Another reason for the decrease in melanoma mortality is advances in immunotherapy over the past decade to treat metastatic melanoma that has spread to another organ, Kridin says.
“Israel was among the first countries to adopt these technologies for metastatic melanoma; they are still not available in every country,” he says.
Difference with Australia, New Zealand
There are several reasons behind the continued high incidence and mortality rates for melanoma in New Zealand and Australia, despite educational efforts.
Melanoma experts from New Zealand explain that these countries have higher levels of UV radiation exposure and a high number of fair-skinned residents.
While both countries run skin cancer prevention campaigns in schools and workplaces, these came too late for baby boomers who sunbathed with little protection in their youth and now constitute the vast majority of new melanoma cases.

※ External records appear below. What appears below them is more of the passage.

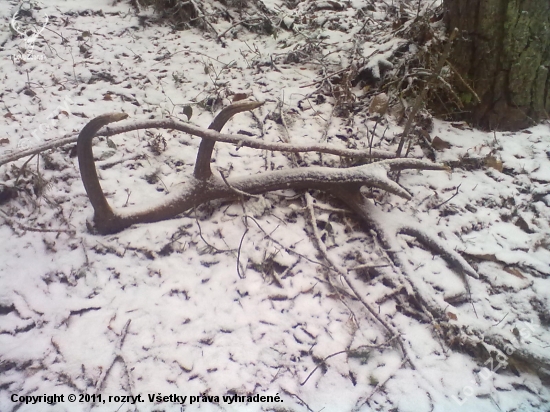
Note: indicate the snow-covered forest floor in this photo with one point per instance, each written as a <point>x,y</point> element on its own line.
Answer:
<point>235,297</point>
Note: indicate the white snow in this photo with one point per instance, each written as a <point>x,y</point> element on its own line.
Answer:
<point>196,327</point>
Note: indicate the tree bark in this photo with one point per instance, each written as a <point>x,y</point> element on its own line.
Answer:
<point>503,52</point>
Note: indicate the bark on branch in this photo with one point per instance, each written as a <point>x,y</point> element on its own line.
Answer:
<point>204,187</point>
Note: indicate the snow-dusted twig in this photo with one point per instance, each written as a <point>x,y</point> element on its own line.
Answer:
<point>344,275</point>
<point>422,95</point>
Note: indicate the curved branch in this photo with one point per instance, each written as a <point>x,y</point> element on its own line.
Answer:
<point>86,163</point>
<point>204,187</point>
<point>204,156</point>
<point>245,140</point>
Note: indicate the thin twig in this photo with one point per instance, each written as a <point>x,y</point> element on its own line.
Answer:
<point>422,95</point>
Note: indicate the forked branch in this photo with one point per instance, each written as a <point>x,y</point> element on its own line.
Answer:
<point>205,187</point>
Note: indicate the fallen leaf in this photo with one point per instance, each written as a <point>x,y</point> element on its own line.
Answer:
<point>239,96</point>
<point>495,163</point>
<point>439,144</point>
<point>452,316</point>
<point>515,272</point>
<point>379,104</point>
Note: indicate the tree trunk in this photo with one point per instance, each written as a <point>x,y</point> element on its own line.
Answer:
<point>503,53</point>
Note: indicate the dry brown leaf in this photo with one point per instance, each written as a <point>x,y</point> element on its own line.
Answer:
<point>439,144</point>
<point>379,104</point>
<point>492,161</point>
<point>239,96</point>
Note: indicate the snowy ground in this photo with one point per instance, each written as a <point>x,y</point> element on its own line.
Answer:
<point>161,308</point>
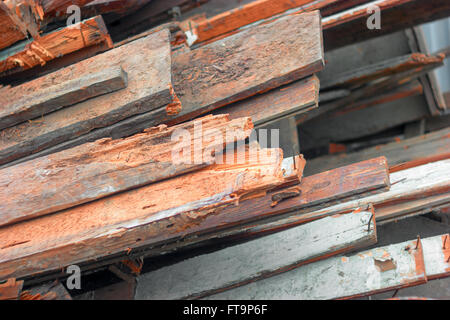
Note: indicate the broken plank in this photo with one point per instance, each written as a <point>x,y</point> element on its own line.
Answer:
<point>105,167</point>
<point>25,105</point>
<point>401,154</point>
<point>29,54</point>
<point>247,63</point>
<point>436,252</point>
<point>146,61</point>
<point>257,259</point>
<point>379,70</point>
<point>416,183</point>
<point>118,224</point>
<point>314,192</point>
<point>289,100</point>
<point>350,26</point>
<point>366,273</point>
<point>228,21</point>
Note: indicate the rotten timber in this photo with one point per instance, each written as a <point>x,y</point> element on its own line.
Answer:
<point>201,87</point>
<point>129,220</point>
<point>19,104</point>
<point>366,273</point>
<point>379,70</point>
<point>38,52</point>
<point>147,63</point>
<point>401,154</point>
<point>247,63</point>
<point>290,100</point>
<point>350,26</point>
<point>244,220</point>
<point>257,259</point>
<point>105,167</point>
<point>411,191</point>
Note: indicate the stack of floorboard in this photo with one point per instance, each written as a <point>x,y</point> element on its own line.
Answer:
<point>91,113</point>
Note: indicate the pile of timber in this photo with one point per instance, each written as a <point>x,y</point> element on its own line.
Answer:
<point>91,113</point>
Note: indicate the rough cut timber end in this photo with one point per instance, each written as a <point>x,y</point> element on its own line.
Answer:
<point>105,167</point>
<point>20,105</point>
<point>146,61</point>
<point>248,63</point>
<point>54,45</point>
<point>279,103</point>
<point>135,218</point>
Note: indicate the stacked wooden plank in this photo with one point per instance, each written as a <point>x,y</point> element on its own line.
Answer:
<point>110,161</point>
<point>203,80</point>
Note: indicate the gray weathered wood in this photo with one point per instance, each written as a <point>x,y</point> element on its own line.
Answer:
<point>406,185</point>
<point>373,271</point>
<point>37,103</point>
<point>260,258</point>
<point>147,62</point>
<point>430,146</point>
<point>436,253</point>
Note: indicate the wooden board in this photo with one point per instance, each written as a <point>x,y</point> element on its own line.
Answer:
<point>105,167</point>
<point>261,258</point>
<point>350,26</point>
<point>58,43</point>
<point>416,183</point>
<point>436,256</point>
<point>368,272</point>
<point>401,154</point>
<point>147,62</point>
<point>243,15</point>
<point>247,63</point>
<point>379,70</point>
<point>118,224</point>
<point>253,217</point>
<point>19,104</point>
<point>289,100</point>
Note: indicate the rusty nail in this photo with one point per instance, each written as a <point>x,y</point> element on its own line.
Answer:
<point>395,293</point>
<point>370,221</point>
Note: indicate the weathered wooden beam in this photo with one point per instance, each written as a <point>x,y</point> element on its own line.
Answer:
<point>401,154</point>
<point>247,63</point>
<point>379,70</point>
<point>418,183</point>
<point>350,26</point>
<point>437,256</point>
<point>47,291</point>
<point>147,63</point>
<point>366,273</point>
<point>257,259</point>
<point>370,92</point>
<point>289,100</point>
<point>254,217</point>
<point>105,167</point>
<point>129,220</point>
<point>24,102</point>
<point>17,20</point>
<point>228,21</point>
<point>11,289</point>
<point>29,54</point>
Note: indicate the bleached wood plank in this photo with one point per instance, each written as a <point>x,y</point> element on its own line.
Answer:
<point>147,62</point>
<point>369,272</point>
<point>407,185</point>
<point>247,63</point>
<point>436,252</point>
<point>136,219</point>
<point>260,258</point>
<point>401,155</point>
<point>30,105</point>
<point>105,167</point>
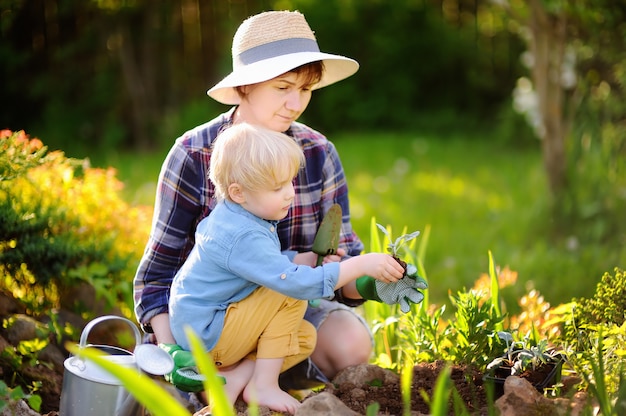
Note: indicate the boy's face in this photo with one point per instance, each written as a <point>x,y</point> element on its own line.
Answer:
<point>276,103</point>
<point>270,204</point>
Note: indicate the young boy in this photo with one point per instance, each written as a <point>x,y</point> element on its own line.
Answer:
<point>236,290</point>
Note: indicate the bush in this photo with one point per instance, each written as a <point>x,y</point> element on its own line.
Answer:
<point>64,223</point>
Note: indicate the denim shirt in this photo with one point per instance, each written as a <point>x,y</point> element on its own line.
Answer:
<point>235,253</point>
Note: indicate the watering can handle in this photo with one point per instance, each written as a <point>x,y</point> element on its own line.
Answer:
<point>85,334</point>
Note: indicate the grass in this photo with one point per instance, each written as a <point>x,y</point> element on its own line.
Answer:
<point>475,195</point>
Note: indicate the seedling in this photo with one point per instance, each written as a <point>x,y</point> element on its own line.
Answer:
<point>394,247</point>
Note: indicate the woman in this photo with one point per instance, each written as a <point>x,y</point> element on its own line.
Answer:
<point>276,66</point>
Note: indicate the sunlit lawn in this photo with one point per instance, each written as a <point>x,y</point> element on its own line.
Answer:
<point>475,197</point>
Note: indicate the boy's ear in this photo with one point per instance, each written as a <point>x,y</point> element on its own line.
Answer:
<point>235,191</point>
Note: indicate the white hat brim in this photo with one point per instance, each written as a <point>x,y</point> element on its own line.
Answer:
<point>336,68</point>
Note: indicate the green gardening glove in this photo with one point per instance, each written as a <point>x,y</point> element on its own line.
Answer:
<point>403,292</point>
<point>185,375</point>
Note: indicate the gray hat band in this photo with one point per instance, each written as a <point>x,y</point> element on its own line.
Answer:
<point>274,49</point>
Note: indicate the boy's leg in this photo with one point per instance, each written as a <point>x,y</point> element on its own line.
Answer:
<point>264,315</point>
<point>263,387</point>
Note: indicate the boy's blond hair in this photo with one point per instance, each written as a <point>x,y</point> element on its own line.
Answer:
<point>254,157</point>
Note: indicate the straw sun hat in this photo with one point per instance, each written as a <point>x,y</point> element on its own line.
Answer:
<point>272,43</point>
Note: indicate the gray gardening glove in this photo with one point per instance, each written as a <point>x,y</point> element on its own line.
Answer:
<point>403,292</point>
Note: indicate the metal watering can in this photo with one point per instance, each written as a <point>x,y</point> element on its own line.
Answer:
<point>90,390</point>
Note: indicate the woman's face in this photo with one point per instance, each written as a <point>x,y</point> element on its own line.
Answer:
<point>276,103</point>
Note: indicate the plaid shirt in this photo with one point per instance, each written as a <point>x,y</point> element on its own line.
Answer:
<point>185,196</point>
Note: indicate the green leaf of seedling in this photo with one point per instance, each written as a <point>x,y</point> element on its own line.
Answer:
<point>441,393</point>
<point>407,378</point>
<point>147,392</point>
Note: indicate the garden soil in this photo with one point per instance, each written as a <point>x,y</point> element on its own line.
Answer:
<point>356,396</point>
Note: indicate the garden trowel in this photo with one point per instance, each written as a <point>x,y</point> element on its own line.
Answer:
<point>327,238</point>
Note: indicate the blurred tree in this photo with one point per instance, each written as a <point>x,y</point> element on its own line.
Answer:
<point>574,97</point>
<point>101,74</point>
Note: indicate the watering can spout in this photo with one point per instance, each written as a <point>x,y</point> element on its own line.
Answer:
<point>88,389</point>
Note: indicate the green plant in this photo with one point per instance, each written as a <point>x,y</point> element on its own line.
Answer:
<point>9,396</point>
<point>524,355</point>
<point>394,246</point>
<point>383,317</point>
<point>79,230</point>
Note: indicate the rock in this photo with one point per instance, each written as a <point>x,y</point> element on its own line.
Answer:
<point>522,399</point>
<point>324,404</point>
<point>19,408</point>
<point>22,328</point>
<point>365,374</point>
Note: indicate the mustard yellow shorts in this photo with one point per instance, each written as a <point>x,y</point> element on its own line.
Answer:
<point>266,324</point>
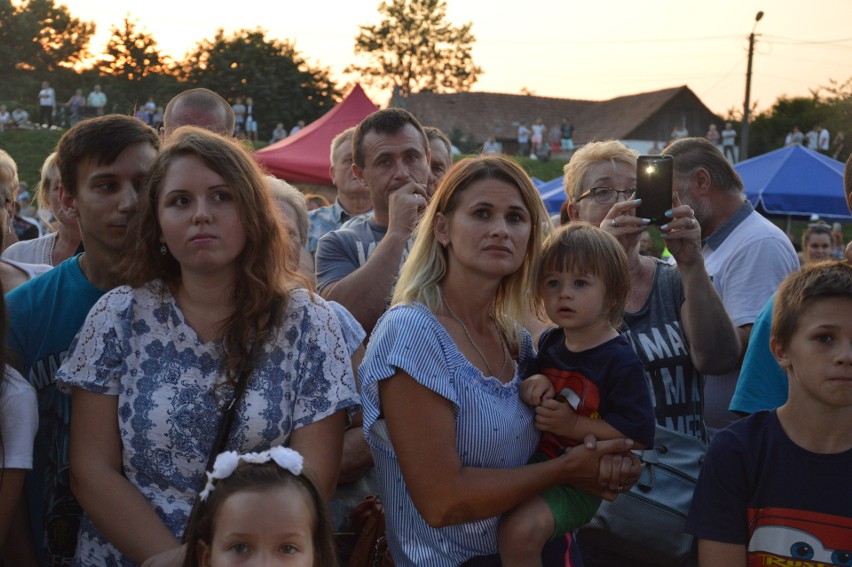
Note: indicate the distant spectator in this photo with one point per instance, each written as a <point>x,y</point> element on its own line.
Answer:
<point>824,140</point>
<point>251,123</point>
<point>279,133</point>
<point>492,146</point>
<point>812,138</point>
<point>524,140</point>
<point>25,228</point>
<point>5,118</point>
<point>21,118</point>
<point>554,138</point>
<point>198,107</point>
<point>713,135</point>
<point>299,125</point>
<point>838,144</point>
<point>315,201</point>
<point>729,139</point>
<point>142,114</point>
<point>353,198</point>
<point>151,107</point>
<point>538,129</point>
<point>97,100</point>
<point>239,116</point>
<point>567,135</point>
<point>75,106</point>
<point>46,105</point>
<point>440,157</point>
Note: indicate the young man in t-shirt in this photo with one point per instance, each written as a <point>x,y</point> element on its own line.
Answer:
<point>774,489</point>
<point>102,163</point>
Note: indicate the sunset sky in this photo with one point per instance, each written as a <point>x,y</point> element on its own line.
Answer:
<point>592,49</point>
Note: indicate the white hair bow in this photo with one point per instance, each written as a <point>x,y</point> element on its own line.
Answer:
<point>227,462</point>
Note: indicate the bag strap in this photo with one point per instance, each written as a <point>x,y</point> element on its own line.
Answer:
<point>227,421</point>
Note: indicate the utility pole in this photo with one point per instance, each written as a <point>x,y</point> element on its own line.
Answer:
<point>747,103</point>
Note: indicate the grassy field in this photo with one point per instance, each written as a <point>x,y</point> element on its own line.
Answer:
<point>29,148</point>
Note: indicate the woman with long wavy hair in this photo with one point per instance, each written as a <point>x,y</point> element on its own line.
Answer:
<point>211,301</point>
<point>449,434</point>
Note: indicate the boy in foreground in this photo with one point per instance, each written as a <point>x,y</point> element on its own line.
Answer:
<point>775,488</point>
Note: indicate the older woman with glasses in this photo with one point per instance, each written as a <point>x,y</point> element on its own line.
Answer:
<point>673,316</point>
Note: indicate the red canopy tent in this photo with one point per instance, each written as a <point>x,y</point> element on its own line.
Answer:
<point>304,156</point>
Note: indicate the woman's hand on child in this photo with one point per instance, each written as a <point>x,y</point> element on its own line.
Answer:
<point>556,417</point>
<point>535,389</point>
<point>170,558</point>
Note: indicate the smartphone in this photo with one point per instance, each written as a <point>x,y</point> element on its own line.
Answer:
<point>654,187</point>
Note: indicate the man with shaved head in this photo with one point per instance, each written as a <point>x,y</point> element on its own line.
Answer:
<point>198,107</point>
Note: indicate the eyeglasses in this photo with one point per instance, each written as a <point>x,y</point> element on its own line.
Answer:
<point>607,195</point>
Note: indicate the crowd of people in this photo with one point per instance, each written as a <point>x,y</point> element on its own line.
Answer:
<point>201,370</point>
<point>52,113</point>
<point>538,141</point>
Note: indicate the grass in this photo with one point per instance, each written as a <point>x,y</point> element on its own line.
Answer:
<point>29,148</point>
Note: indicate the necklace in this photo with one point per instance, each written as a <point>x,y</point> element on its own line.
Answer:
<point>478,350</point>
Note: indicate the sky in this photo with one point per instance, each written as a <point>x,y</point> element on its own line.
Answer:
<point>580,49</point>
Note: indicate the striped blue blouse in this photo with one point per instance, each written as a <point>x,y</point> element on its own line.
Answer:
<point>494,429</point>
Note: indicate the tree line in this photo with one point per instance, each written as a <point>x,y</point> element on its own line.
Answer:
<point>412,49</point>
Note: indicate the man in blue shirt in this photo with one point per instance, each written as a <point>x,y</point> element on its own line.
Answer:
<point>353,197</point>
<point>102,164</point>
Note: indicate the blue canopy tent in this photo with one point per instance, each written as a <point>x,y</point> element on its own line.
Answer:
<point>795,181</point>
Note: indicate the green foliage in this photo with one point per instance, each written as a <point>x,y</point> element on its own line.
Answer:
<point>828,106</point>
<point>29,148</point>
<point>414,49</point>
<point>39,36</point>
<point>284,87</point>
<point>132,69</point>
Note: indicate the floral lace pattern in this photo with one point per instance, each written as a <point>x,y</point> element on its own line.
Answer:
<point>136,345</point>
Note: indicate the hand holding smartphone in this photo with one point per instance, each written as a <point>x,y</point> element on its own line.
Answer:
<point>654,187</point>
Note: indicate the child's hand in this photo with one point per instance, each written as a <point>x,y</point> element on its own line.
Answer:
<point>535,389</point>
<point>557,418</point>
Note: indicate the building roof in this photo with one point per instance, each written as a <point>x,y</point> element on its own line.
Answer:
<point>478,116</point>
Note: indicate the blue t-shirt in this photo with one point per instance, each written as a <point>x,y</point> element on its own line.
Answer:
<point>44,315</point>
<point>786,504</point>
<point>494,429</point>
<point>762,383</point>
<point>342,251</point>
<point>606,381</point>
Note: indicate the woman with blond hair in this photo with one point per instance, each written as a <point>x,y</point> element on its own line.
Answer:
<point>212,308</point>
<point>674,318</point>
<point>449,434</point>
<point>63,242</point>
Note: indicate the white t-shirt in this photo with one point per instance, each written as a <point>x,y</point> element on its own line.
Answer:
<point>18,421</point>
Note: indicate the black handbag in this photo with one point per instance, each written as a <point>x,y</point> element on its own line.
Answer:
<point>646,524</point>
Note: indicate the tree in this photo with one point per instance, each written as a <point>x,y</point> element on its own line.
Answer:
<point>134,69</point>
<point>281,83</point>
<point>415,49</point>
<point>39,36</point>
<point>132,54</point>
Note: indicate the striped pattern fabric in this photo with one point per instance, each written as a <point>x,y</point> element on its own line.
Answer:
<point>494,428</point>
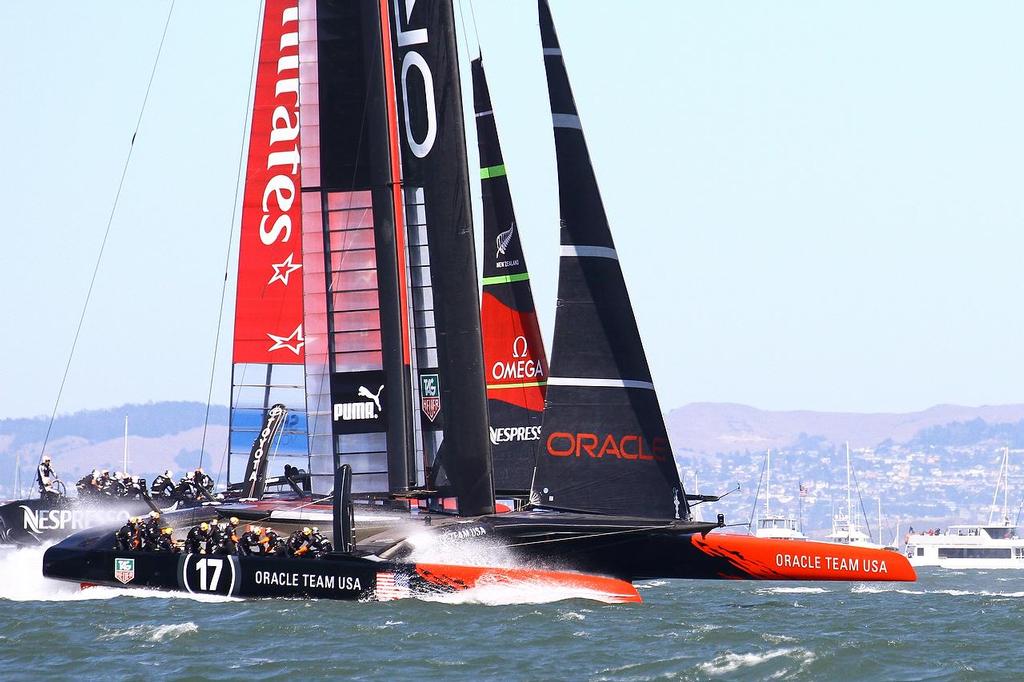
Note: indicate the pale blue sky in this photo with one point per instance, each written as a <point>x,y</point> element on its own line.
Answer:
<point>816,205</point>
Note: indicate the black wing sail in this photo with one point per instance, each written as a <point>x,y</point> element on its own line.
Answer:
<point>449,387</point>
<point>513,349</point>
<point>604,446</point>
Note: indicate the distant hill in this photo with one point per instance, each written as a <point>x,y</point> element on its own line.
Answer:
<point>162,435</point>
<point>724,427</point>
<point>931,466</point>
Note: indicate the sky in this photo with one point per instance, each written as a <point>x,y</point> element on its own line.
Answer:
<point>815,205</point>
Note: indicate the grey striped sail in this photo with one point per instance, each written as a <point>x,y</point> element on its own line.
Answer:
<point>603,443</point>
<point>514,360</point>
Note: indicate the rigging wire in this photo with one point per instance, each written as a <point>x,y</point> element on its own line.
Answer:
<point>863,510</point>
<point>757,495</point>
<point>465,31</point>
<point>107,231</point>
<point>230,242</point>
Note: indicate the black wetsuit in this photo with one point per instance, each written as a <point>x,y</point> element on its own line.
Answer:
<point>272,544</point>
<point>318,545</point>
<point>86,485</point>
<point>203,480</point>
<point>43,474</point>
<point>249,544</point>
<point>224,540</point>
<point>126,537</point>
<point>151,535</point>
<point>297,545</point>
<point>164,543</point>
<point>163,486</point>
<point>197,540</point>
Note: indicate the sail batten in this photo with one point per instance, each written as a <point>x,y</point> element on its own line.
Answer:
<point>513,349</point>
<point>269,341</point>
<point>604,446</point>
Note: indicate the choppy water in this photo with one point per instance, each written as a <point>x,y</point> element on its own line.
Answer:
<point>947,626</point>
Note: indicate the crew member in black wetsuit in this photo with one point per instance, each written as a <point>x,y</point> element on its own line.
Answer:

Because the aging population in these and many European countries is growing faster than the younger population – in contrast to Israel – age-adjusted statistics further cement New Zealand and Australia’s places on the charts.
However, Australia recently achieved a drop to eighth place in melanoma mortality. New Zealand experts expect to see improvement through further educational and health-system strategies.
Avoiding skin cancer
Kridin reminds us that although melanoma is the most dangerous life-threatening skin cancer, the more frequent forms by far are basal cell carcinoma and squamous cell carcinoma.
“Since these are mostly managed topically without catastrophic consequences, they’re not tracked so it’s hard to talk about the epidemiology in any country,” he says.
To avoid any type of skin cancer, Kridin and Tolchin recommend the following tips:
- Avoid sun exposure between 10am and 4pm. Seek shady spots that are as large as possible.
- Wear sunglasses and a hat that covers your head, ears and neck.
- Choose skin-protective styles of swimwear, especially for children.
- Apply sunscreen, preferably SPF-50 or higher to block both UVA and UVB, and reapply every two to three hours.
- Examine yourself in front of the mirror every month, and get an annual exam by a dermatologist. Look for changes in color, size and geometry of existing moles or other spots, and inspect for new ones.
- People with risk factors (personal or family history of melanoma; fair skin; blonde or red hair; many freckles) should be examined more frequently.
- Drink a lot of water.
- Never use a tanning bed.
Tolchin emphasizes: “There is no such thing as healthy tanning. You may need 10 minutes of sun to get Vitamin D but when the skin changes color the melatonin hormone is alerting us to DNA changes and that is good ground for cancer to appear. People who easily burn are more in danger, but even people with dark skin are in danger.”